This would be a good time to talk about criticism. After years of giving and getting, I've come to the conclusion that The Bible was right. We must not judge not lest we be judged.
For instance, last night I did something I have not done in quite some time - I sat down and read a literary journal, The Paris Review, to be exact. I tend to avoid these types of publications because of a weakness over which I have shown little if no control over the years, the second most deadly of sins, Envy. I don't like feeling envious of anything, because until such time as I can admit what I'm feeling is envy and let it go, I'm forced to defend something indefensible, and so I spend days twisting myself into aesthetic contortions to justify my position.
So I did the somewhat less cowardly thing than getting over it, I surrendered, and I stopped reading them altogether. If I couldn't stop drinking I'd stay away from the bars. But yesterday I picked up the Paris Review because I thought perhaps I was over that now. I certainly wanted to be over that, and what's more, I was going to give short stories another try and so I wanted to just hold a journal in my hands again. Not to compare - NO - but just to hold one and see. At least that was the plan.
I did fine with the memoir. I did fine with the poems. But then I came to the short story, and here, sadly, I began to run afoul. It would have been easier, I think, if I had really liked it. But I didn't. It was perfectly well written, of course, only not to my taste. The characters were well drawn, but I didn't really like them. And the ending made fine sense, but it didn't satisfy me.
If I could have left it at that, I would, I guess you could say, have passed the test. But then something else began creeping in. Perhaps there was something "wrong" with the story. I began making a mental list of grievances against it. As the list grew, I was becoming increasingly unsettled. Perhaps it wasn't long enough. Perhaps I should talk to my wife about it. Perhaps I could show exactly why I was right not to enjoy this story and the writer and the editors and anyone else in the world that agreed with them was wrong.
It was then, thankfully, I had an epiphany.
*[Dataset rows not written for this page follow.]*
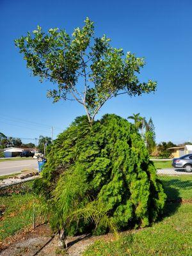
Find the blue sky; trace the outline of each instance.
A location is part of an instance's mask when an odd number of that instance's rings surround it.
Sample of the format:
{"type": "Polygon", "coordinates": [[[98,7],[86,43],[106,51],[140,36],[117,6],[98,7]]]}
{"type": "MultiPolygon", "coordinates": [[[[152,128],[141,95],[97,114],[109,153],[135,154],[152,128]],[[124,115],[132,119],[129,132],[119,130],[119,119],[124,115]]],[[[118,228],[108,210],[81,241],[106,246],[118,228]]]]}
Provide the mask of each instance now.
{"type": "Polygon", "coordinates": [[[141,79],[158,82],[155,94],[120,96],[109,101],[98,118],[106,113],[125,118],[140,113],[152,118],[157,142],[192,141],[191,12],[190,0],[0,0],[0,132],[35,138],[51,136],[52,125],[56,138],[84,114],[76,103],[53,104],[46,98],[51,85],[30,76],[13,40],[37,25],[71,33],[89,17],[97,36],[105,33],[113,46],[145,58],[141,79]]]}

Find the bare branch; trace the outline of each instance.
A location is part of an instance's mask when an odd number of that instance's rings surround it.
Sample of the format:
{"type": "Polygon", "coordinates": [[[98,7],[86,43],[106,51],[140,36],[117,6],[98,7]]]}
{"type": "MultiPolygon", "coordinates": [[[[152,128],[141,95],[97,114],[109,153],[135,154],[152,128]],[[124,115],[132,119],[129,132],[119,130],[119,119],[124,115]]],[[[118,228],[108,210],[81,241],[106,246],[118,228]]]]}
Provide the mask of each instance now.
{"type": "Polygon", "coordinates": [[[113,96],[111,97],[111,95],[112,95],[112,94],[113,93],[113,92],[114,92],[114,91],[112,91],[112,92],[110,93],[108,97],[106,97],[106,98],[104,100],[104,101],[99,105],[99,106],[96,109],[96,110],[95,110],[95,111],[92,117],[92,122],[93,122],[93,121],[94,120],[95,116],[95,115],[97,115],[97,113],[98,113],[98,111],[99,111],[100,108],[105,104],[105,102],[106,102],[109,99],[111,99],[111,98],[112,98],[112,97],[113,97],[113,96]]]}
{"type": "Polygon", "coordinates": [[[84,61],[84,58],[82,52],[81,52],[81,56],[82,58],[82,64],[83,64],[83,70],[84,72],[84,103],[85,104],[85,100],[86,100],[86,90],[87,90],[87,84],[86,84],[86,63],[84,61]]]}
{"type": "Polygon", "coordinates": [[[79,103],[81,104],[82,105],[84,105],[83,102],[80,101],[79,99],[76,97],[76,95],[74,94],[74,93],[73,92],[73,91],[72,90],[70,90],[70,93],[76,100],[77,100],[79,103]]]}

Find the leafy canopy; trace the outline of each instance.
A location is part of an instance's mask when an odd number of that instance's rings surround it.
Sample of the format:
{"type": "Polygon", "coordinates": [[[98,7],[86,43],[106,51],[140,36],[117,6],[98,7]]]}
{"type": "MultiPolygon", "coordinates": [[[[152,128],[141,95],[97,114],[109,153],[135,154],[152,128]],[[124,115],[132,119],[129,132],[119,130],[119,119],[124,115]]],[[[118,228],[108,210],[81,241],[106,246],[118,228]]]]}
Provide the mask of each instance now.
{"type": "Polygon", "coordinates": [[[84,106],[90,123],[108,99],[156,90],[156,82],[140,83],[137,77],[145,65],[143,58],[113,47],[105,35],[95,37],[93,22],[88,18],[71,36],[58,28],[45,33],[38,26],[15,42],[33,76],[55,84],[47,97],[54,102],[77,100],[84,106]]]}
{"type": "Polygon", "coordinates": [[[166,195],[135,126],[106,115],[76,118],[49,148],[42,180],[52,227],[66,235],[145,227],[166,195]]]}

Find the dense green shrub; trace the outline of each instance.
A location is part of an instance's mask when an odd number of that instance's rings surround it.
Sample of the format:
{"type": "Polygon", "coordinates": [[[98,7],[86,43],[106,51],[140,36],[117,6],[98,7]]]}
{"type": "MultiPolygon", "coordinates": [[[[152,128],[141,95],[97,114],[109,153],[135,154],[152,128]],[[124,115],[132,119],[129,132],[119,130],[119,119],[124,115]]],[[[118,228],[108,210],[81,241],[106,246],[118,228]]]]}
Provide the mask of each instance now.
{"type": "Polygon", "coordinates": [[[92,127],[77,118],[50,147],[42,177],[51,223],[66,234],[148,225],[166,198],[134,125],[115,115],[92,127]]]}

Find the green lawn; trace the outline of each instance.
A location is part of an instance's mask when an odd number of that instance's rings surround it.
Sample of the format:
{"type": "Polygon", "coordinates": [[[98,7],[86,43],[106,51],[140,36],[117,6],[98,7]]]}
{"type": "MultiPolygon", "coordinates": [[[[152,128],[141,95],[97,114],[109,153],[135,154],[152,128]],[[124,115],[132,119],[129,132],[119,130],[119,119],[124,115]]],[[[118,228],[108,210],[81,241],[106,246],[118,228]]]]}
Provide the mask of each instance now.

I saw myself sitting down to work the next day, and I saw myself, as I do at the start of every work session, rereading my previous day's effort, and that is when it hit me. If I continued to judge this fellow's short story in this way, then tomorrow I would do the same to mine. Instead of reading my work from the inside out - that is, asking only "Is that what I meant to say?" - I would judge it from the outside in, seeing it through the harsh and critical eyes of some unnamed jurist. And I would fail. Because no work can be everything. Nothing can please everyone. Nothing at all. And so I would waste the day's work feeling that what I was doing was deeply and irrevocably flawed, until I'd purged this cruel judge from my psyche and could see my work anew as it was meant to be seen - through my eyes only.
So I stopped. Enough, I said. You must let work you do not care for exist. It must have the right to exist. For if YOU can be such a final judge of other people's work, why then cannot someone else be the final judge of yours?
Perhaps you do not have this same problem. You are lucky. I'd say I envy you but, well, we've been down that road already.